We need lye to make handcrafted soap. But there is no lye left in the soap. To understand why there is no lye in soap, you need to understand the difference between a physical change, and a chemical change.
Physical Change verses Chemical Change
A physical change affects the form of something, not the chemical composition. Ice melting, dissolving Kool-Aid into water, breaking a juice glass are all physical changes. Water is still H2O, if it’s a solid (ice cube), liquid (water) or a gas (steam). Once the water evaporates from your Kool-Aid, you’re left with the same dried Kool-Aid you started with. You may not be able to put the broken juice glass back together, but the broken pieces are still glass. The chemical composition is the same.
A chemical change happens when a substance combines with another to form a new substance. Think about iron and rust. If you leave iron exposed outside (in the presence of moisture and oxygen in the atmosphere), the iron will rust. Rust is a new substance, and it will never go back to being iron, water and oxygen.
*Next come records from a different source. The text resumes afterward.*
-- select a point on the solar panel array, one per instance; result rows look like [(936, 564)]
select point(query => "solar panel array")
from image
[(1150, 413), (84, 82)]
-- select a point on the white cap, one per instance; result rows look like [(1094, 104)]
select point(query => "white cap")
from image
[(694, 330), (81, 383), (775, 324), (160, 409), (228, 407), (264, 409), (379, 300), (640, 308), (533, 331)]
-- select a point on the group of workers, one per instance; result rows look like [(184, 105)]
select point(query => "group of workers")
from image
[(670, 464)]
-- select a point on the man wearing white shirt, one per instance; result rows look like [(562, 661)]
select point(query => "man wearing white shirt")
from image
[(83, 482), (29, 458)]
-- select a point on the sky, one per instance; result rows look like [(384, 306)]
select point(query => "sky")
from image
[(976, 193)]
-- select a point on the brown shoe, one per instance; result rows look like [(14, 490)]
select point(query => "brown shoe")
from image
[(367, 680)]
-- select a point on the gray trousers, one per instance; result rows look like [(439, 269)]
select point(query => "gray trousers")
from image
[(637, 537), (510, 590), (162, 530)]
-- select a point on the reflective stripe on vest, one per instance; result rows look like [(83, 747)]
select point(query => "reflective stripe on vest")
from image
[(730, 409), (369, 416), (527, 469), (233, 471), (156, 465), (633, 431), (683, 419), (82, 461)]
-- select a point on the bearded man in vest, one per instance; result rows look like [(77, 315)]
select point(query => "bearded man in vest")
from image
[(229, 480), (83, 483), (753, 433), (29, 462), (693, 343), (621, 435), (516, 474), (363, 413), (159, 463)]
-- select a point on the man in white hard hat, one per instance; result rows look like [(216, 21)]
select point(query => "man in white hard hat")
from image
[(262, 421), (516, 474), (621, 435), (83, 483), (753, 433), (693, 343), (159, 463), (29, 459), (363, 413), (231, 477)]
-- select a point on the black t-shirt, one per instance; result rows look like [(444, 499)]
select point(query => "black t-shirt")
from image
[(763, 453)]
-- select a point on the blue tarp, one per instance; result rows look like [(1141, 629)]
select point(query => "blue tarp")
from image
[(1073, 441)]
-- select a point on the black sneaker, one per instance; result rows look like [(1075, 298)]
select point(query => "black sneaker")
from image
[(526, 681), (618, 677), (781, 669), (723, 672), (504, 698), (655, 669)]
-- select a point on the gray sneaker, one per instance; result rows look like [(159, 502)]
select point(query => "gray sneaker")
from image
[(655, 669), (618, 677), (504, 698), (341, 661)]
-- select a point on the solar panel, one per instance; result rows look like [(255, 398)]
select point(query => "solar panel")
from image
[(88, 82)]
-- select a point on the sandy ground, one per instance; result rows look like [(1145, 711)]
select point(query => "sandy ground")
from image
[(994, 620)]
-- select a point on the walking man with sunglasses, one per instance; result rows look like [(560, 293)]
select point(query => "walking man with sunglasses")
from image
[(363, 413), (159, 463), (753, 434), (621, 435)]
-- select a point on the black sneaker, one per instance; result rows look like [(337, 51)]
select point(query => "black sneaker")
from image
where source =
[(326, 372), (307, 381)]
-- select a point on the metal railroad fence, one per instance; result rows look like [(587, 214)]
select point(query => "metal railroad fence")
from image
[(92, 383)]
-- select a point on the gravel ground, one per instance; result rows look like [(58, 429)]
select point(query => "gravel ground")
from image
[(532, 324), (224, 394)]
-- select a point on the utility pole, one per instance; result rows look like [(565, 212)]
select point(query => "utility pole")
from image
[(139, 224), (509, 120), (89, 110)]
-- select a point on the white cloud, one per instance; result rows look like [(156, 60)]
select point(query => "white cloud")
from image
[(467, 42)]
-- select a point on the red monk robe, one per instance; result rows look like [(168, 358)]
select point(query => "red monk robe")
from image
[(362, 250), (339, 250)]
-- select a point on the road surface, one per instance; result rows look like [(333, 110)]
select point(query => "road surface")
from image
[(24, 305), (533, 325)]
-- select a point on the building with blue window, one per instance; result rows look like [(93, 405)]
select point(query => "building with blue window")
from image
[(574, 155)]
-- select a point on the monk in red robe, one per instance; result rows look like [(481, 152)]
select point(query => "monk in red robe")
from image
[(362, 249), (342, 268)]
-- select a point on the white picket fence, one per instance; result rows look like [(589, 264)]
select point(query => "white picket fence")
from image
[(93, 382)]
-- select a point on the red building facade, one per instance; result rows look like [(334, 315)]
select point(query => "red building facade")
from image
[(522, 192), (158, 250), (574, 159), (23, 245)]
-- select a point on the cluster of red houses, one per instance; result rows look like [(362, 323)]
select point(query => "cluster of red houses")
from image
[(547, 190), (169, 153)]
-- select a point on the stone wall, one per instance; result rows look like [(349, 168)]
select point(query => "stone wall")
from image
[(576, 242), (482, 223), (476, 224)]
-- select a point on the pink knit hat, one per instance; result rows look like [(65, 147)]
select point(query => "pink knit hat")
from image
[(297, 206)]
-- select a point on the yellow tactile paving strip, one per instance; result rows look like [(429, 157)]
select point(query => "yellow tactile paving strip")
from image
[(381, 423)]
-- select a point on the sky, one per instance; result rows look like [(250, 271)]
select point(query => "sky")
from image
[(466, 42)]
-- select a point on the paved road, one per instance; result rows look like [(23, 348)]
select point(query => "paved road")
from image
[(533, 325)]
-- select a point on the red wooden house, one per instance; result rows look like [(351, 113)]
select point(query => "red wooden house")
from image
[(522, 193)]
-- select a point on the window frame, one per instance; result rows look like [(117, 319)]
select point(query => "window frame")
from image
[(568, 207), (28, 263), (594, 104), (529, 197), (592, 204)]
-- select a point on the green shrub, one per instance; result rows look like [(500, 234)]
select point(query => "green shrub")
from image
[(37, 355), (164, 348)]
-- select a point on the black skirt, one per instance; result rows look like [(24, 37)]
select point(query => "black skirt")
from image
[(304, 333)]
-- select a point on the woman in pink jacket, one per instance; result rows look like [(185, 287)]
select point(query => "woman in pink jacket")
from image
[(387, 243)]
Here’s another one. If you take a match to a piece of paper, it will burn into a pile of ash. you can never turn that ash back into paper and a match. It’s been chemically changes.
It’s the same with soap. We take lye and water and mix it with oil. A chemical reaction takes place in the soap pot, and the lye and oils change into soap and glycerin. If you measure everything correctly, there is no lye left in the soap. In fact, unless you’re making laundry soap, soap makers add extra oil to the soap pot so our soaps have a “super-fat”, or extra oil in the bar.
So there is no lye left in soap if it’s been properly made. It’s safe for you to use and enjoy.